A Critical Literature Review on Rock Petrophysical Properties Estimation from Images Based on Direct Simulation and Machine Learning Techniques

Estimation of petrophysical properties is essential for accurate reservoir predictions. In recent years, extensive work has been dedicated into training different machine-learning (ML) models to predict petrophysical properties of digital rock using dry rock images along with data from single-phase direct simulations, such as lattice Boltzmann method (LBM) and finite volume method (FVM). The objective of this paper is to present a comprehensive literature review on petrophysical properties estimation from dry rock images using different ML workflows and direct simulation methods. The review provides detailed comparison between different ML algorithms that have been used in the literature to estimate porosity, permeability, tortuosity, and effective diffusivity. In this paper, various ML workflows from the literature are screened and compared in terms of the training data set, the testing data set, the extracted features, the algorithms employed as well as their accuracy. A thorough description of the most commonly used algorithms is also provided to better understand the functionality of these algorithms to encode the relationship between the rock images and their respective petrophysical properties. The review of various ML workflows for estimating rock petrophysical properties from dry images shows that models trained using features extracted from the image (physics-informed models) outperformed models trained on the dry images directly. In addition, certain tree-based ML algorithms, such as random forest, gradient boosting, and extreme gradient boosting can produce accurate predictions that are comparable to deep learning algorithms such as deep neural networks (DNNs) and convolutional neural networks (CNNs).

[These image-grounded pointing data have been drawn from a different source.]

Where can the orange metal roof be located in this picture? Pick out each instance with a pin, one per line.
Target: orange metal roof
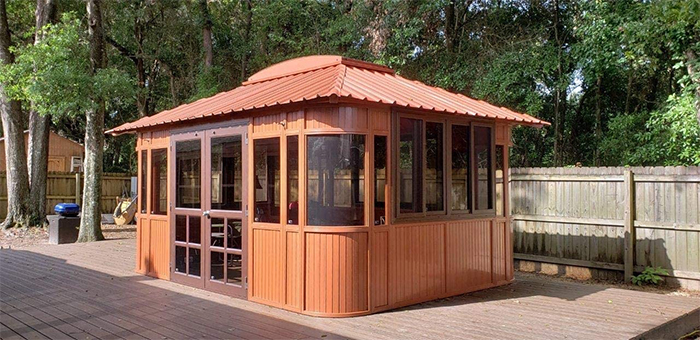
(313, 77)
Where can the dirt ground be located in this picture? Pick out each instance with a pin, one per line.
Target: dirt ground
(25, 237)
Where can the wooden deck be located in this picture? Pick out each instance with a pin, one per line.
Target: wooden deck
(91, 291)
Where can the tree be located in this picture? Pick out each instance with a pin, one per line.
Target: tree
(90, 223)
(38, 144)
(12, 122)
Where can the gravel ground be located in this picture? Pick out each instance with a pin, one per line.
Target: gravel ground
(25, 237)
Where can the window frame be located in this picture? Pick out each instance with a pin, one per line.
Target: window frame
(447, 212)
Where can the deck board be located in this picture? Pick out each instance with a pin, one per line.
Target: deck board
(91, 291)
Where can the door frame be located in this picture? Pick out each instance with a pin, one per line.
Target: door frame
(204, 134)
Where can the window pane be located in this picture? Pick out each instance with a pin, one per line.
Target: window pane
(144, 174)
(380, 155)
(195, 230)
(181, 228)
(180, 259)
(195, 262)
(411, 165)
(234, 269)
(216, 267)
(293, 179)
(434, 167)
(234, 229)
(217, 232)
(188, 174)
(159, 181)
(484, 180)
(336, 176)
(267, 180)
(226, 173)
(461, 199)
(500, 194)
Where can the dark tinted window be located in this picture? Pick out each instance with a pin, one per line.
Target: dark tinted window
(434, 167)
(267, 180)
(335, 183)
(460, 168)
(293, 180)
(159, 181)
(188, 174)
(410, 180)
(380, 155)
(226, 173)
(483, 183)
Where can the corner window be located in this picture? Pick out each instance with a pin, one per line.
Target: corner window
(144, 186)
(336, 177)
(500, 180)
(380, 157)
(461, 187)
(293, 180)
(267, 180)
(410, 181)
(159, 181)
(434, 167)
(483, 182)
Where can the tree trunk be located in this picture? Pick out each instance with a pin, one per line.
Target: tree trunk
(206, 35)
(15, 155)
(598, 121)
(38, 143)
(694, 73)
(90, 224)
(246, 38)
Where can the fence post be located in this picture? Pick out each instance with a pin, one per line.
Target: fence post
(629, 225)
(78, 188)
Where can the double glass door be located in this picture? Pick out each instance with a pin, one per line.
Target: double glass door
(208, 215)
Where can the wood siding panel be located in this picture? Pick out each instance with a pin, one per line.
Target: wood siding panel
(345, 118)
(159, 249)
(468, 249)
(418, 252)
(380, 269)
(268, 266)
(336, 273)
(294, 270)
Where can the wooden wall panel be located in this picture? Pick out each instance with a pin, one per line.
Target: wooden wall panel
(498, 251)
(268, 266)
(159, 249)
(468, 252)
(418, 270)
(380, 269)
(345, 117)
(294, 271)
(336, 273)
(269, 123)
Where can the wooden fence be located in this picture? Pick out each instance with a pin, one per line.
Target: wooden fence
(66, 187)
(614, 220)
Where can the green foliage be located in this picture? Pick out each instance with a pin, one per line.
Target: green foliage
(650, 275)
(668, 136)
(55, 74)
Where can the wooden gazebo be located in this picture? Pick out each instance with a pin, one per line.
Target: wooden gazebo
(327, 186)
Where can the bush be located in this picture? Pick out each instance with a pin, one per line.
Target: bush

To the best of our knowledge, this is the first work dedicated to exploring and comparing between different ML frameworks that have recently been used to accurately and efficiently estimate rock petrophysical properties from images. This work will enable other researchers to have a broad understanding about the topic and help in developing new ML workflows or further modifying exiting ones in order to improve the characterization of rock properties. Also, this comparison represents a guide to understand the performance and applicability of different ML algorithms. Moreover, the review helps the researchers in this area to cope with digital innovations in porous media characterization in this fourth industrial age – oil and gas 4.0.